Watch your speed!

Got a chance to engrave a coaster for the first time today since the speed increases fielded. This is on a Pro unit FYSA. More speed?! YAY! I want some of that, in fact, I want ALL of that! Don’t you?

So I cranked it up to about 3500 and did a run. I got multiple iterations of what appears to be a belt slipping.

I checked all of them, but especially the one that would cause my symptom, the belt under the gantry.
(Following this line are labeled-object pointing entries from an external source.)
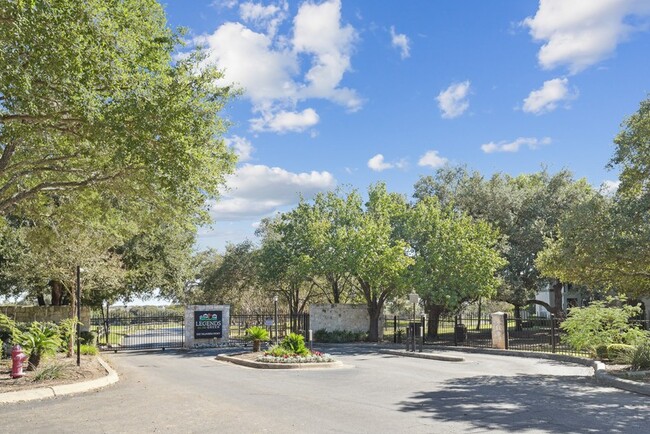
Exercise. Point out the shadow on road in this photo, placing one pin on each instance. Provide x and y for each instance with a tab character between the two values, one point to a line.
523	402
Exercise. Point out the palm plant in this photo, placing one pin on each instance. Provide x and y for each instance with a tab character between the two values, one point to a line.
40	340
257	334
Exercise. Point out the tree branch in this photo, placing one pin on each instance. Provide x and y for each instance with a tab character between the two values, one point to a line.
7	153
8	203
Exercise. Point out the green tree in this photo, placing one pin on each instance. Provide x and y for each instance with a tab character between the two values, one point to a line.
603	243
375	253
526	209
456	258
91	99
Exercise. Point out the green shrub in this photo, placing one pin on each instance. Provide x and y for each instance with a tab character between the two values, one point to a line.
87	337
641	356
50	372
601	352
338	336
295	343
278	351
620	353
588	328
88	350
40	340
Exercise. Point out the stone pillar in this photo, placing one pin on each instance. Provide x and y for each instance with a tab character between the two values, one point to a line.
207	326
499	331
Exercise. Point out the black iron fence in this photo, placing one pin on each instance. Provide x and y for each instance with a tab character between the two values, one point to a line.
126	330
286	323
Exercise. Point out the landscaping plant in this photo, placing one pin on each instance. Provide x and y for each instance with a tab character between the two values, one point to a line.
40	340
257	334
641	356
600	324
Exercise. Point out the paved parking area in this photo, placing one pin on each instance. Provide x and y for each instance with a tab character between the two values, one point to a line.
191	392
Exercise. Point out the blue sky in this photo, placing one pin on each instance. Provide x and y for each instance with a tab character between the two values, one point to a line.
351	92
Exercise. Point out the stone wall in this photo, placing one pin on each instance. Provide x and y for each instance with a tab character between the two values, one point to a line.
344	317
28	314
191	341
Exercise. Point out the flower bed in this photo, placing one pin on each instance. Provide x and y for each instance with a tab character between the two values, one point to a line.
314	357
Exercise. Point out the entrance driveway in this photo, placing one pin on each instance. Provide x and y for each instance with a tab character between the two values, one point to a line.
191	392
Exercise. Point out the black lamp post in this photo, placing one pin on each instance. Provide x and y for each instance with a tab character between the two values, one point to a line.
78	315
275	320
415	299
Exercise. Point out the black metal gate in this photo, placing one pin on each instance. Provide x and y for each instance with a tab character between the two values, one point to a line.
137	330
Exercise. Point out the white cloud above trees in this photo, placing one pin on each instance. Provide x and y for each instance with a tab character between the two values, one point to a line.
547	98
453	100
515	145
581	33
432	159
269	66
401	42
257	190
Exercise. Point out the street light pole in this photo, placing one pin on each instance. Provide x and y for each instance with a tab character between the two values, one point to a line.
415	299
78	315
275	320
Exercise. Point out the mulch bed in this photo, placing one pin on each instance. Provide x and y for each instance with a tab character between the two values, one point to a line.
89	370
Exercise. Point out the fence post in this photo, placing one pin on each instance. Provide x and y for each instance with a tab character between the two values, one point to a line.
505	327
500	331
395	329
553	333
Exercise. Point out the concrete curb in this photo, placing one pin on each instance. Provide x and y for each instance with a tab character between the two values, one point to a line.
423	355
64	389
262	365
605	379
601	375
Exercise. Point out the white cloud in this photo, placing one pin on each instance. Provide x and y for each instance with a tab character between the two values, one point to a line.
580	33
318	31
546	99
609	187
503	146
284	121
250	60
378	164
256	190
453	100
401	42
269	66
267	17
242	147
432	159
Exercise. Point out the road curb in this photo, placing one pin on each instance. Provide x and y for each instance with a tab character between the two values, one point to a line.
262	365
605	379
429	356
111	377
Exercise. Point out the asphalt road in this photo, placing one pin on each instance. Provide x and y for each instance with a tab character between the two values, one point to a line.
191	392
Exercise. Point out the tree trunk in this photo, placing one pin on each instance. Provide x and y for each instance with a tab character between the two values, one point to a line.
374	312
435	310
557	299
57	292
518	321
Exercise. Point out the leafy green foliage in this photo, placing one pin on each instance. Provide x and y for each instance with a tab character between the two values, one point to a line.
295	343
339	336
257	333
641	356
620	353
601	325
9	331
88	350
40	340
51	371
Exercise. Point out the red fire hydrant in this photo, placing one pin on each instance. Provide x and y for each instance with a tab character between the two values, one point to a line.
17	359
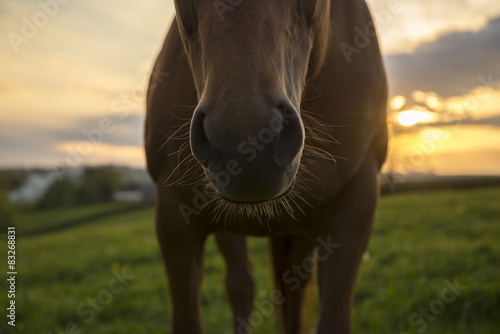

I emailed support and got to reading, and found a post where @Jules recommended working your way up the speeds to troubleshoot for someone who was having my identical issue. She recommended, and soundly so, to drop the speed back closer to 1000 and see if the engrave succeeded that way. I figured I’d give it a try. I cut the speed and power back to 1100 and waited for the calculation, figuring since 3500 speed was 19:10, 1100 speed would have to be 40 minutes or more. Not so. I got an estimate just over 17 minutes. What gives?

What I figured out by watching the machine was that with the higher speed, the head was slewing a good 4 inches to the left and right of my 4" target (the slate coaster), just to get the head moving at 3500. It moves very slightly more than 4" total at the 1100 speed, and saved so much time not slewing around it was about 10% faster to slow down. Oh, and the print came out perfectly BTW. :grin:

3 Likes

:slightly_smiling_face: Yup! That’s right.

Funny isn’t it? (There are large engrave use cases where it is actually faster to use the high speeds, but for smaller engraves, the amount of time for the head to slow down out at the sides eliminates any advantage to using the higher speeds.) :woman_shrugging:

I keep it at slightly over 1000 speed for small or narrow engraves. It’s actually quicker. If you’re working on a full sheet, the higher speeds and Engrave in Margin can save some time.

They’re still fine-tuning this, so we should expect to see improvements down the road. (They know about the skipping problem and I imagine that’s going to get much better over time.)

5 Likes

I see you already emailed us about this and we’re working on it there, so I’m going to close this topic.